Plotting type 5 against type 4:

In [None]:
xlab = 'type 4'
ylab = 'type 5'

ax = plt.axes()
ax.set_xlabel(xlab)
ax.set_ylabel(ylab)

plt.scatter(t4q, t5q, color='gray')

# the line with gradient 1, passing through Q50:
m = 1
c = t5q[50] - t4q[50] * m
plt.plot(t4q, m * t4q + c, color='black')

plt.show()

This looks like a pretty good fit, but we can do an [*F-test*](https://en.wikipedia.org/wiki/F-test_of_equality_of_variances) to be more rigorous:

### F-test for equality of variances

#### Theory

Once again, we need a two-tailed test:

$H_0$: The two populations have identical variance  $\sigma^2 = \sigma_1^2 = \sigma_2^2$.

$H_1$: The two populations have non-identical variances, $\sigma_1^2 \ne \sigma_2^2$.

The test statistic is simply the ratio of the sample variances:

$$F = \frac{s_1^2}{s_2^2}$$.

Under $H_0$, $F$ follows an [*F-distribution*](https://en.wikipedia.org/wiki/F-distribution) with parameters $(n_1 - 1,n_2 - 1)$.

We use this distribution to calculate a p-value for the observed value of the test statistic, $F$.


#### Assumpions

- The two samples both follow normal distributions.

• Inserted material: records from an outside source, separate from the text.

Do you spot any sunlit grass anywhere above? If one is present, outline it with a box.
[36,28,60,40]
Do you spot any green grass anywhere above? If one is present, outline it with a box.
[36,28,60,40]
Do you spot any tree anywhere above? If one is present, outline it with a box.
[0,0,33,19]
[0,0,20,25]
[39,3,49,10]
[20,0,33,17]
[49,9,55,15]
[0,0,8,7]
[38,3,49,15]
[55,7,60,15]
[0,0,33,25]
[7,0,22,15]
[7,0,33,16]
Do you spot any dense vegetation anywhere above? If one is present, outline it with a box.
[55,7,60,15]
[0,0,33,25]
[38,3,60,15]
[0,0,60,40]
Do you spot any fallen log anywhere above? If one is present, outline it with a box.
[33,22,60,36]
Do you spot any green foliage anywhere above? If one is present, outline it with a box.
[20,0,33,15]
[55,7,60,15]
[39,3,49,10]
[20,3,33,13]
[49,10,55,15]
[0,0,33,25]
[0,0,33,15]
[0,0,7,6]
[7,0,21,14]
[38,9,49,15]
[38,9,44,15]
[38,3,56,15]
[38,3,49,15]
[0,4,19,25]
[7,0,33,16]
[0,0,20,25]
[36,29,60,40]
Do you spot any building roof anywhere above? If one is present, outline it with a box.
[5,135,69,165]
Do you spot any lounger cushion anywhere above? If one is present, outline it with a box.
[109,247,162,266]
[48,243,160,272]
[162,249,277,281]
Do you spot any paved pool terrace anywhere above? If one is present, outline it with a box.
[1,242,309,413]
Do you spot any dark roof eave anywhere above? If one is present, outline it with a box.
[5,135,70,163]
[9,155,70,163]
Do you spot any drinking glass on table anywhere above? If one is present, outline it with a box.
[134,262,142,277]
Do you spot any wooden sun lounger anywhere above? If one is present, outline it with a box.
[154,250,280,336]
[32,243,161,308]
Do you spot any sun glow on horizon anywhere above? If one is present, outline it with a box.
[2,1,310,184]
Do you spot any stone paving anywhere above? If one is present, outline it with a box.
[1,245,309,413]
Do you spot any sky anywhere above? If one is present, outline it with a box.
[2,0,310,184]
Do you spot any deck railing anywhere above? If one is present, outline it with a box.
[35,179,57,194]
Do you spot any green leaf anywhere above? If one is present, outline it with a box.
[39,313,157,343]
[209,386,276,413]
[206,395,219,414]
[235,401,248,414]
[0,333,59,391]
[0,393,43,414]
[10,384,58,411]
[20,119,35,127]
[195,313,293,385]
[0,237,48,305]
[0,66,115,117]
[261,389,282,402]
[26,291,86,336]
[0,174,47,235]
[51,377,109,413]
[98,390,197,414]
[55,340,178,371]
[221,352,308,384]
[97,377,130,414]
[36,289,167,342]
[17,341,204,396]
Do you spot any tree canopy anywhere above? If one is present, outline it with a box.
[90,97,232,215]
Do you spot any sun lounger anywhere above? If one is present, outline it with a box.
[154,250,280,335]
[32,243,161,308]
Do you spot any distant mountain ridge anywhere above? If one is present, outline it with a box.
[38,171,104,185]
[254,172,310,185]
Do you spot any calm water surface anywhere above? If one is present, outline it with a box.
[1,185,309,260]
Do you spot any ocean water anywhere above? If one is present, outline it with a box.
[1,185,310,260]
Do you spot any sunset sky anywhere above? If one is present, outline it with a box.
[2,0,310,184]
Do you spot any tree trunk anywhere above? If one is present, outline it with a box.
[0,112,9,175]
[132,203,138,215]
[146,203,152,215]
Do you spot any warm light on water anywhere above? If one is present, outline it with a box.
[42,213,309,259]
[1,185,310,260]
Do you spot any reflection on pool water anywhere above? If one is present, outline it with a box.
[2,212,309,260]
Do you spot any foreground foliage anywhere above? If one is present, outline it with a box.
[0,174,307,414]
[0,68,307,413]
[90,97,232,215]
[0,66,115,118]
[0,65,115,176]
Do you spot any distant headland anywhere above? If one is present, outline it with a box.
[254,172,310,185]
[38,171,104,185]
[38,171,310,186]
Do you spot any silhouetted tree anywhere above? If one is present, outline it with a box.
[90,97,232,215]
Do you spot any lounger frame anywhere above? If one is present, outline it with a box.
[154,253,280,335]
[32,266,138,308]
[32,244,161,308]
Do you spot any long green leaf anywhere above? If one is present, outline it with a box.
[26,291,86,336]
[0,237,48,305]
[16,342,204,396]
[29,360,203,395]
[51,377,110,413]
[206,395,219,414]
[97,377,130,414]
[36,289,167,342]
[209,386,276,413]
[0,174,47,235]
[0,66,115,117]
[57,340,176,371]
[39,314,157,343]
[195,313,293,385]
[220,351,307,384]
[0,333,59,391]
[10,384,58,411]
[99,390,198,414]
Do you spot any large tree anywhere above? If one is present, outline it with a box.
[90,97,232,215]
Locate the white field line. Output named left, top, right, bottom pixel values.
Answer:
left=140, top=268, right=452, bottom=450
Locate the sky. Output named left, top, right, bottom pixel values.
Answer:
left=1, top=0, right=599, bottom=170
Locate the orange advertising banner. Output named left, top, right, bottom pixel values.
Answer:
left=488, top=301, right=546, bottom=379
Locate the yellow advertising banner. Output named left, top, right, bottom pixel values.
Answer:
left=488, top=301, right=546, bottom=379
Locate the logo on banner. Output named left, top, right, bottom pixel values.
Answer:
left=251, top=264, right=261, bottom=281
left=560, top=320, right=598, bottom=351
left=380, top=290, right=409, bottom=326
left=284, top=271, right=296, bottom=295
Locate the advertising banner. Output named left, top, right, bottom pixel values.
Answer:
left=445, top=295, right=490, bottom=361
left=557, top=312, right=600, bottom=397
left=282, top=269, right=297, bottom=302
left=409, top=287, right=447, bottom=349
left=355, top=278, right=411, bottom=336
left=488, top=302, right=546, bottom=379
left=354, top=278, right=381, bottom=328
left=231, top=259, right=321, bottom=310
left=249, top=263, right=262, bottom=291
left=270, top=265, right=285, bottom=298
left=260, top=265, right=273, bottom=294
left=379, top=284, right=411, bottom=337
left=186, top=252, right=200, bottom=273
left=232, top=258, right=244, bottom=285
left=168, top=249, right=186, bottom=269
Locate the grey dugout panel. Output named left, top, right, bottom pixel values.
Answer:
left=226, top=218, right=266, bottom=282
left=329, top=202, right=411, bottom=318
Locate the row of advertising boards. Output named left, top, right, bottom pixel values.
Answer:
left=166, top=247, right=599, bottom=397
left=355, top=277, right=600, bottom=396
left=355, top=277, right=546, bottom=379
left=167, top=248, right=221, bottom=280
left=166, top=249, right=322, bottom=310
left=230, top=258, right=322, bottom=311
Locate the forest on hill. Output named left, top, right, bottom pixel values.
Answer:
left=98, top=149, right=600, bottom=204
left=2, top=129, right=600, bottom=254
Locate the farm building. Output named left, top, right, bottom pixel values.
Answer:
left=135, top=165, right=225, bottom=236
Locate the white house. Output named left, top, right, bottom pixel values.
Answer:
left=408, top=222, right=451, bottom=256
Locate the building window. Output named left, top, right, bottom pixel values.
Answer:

Note that the means of the two populations may differ.
The F-test is highly sensitive to deviations from the assumption of normality.


#### Application

We will set $\alpha=0.05$.

We can visualise the F-distribution corresponding to our example ($n_1 = n_2 = 40$):

In [None]:
x = np.linspace(0.1,3)
plt.plot(x,stats.f.pdf(x,39,39), color='gray')
plt.show()

We will calculate the test statistic:

In [None]:
fstat = type4.var()/type5.var()
print("F =",fstat)

plt.plot(x,stats.f.pdf(x,39,39), color='gray')
x_region = np.linspace(0.1,fstat,100)
plt.fill_between(x_region,stats.f.pdf(x_region,39,39),color='lightgrey')
plt.show()

We use the CDF to calculate the left-tail $p$-value and double it for a two-tailed test:

In [None]:
p_value = stats.f.cdf(fstat,39,39) * 2
print("p =",p_value)

Here, $p>\alpha$ so we accept the null hypothesis of equal variance, at the 5% level.

<br>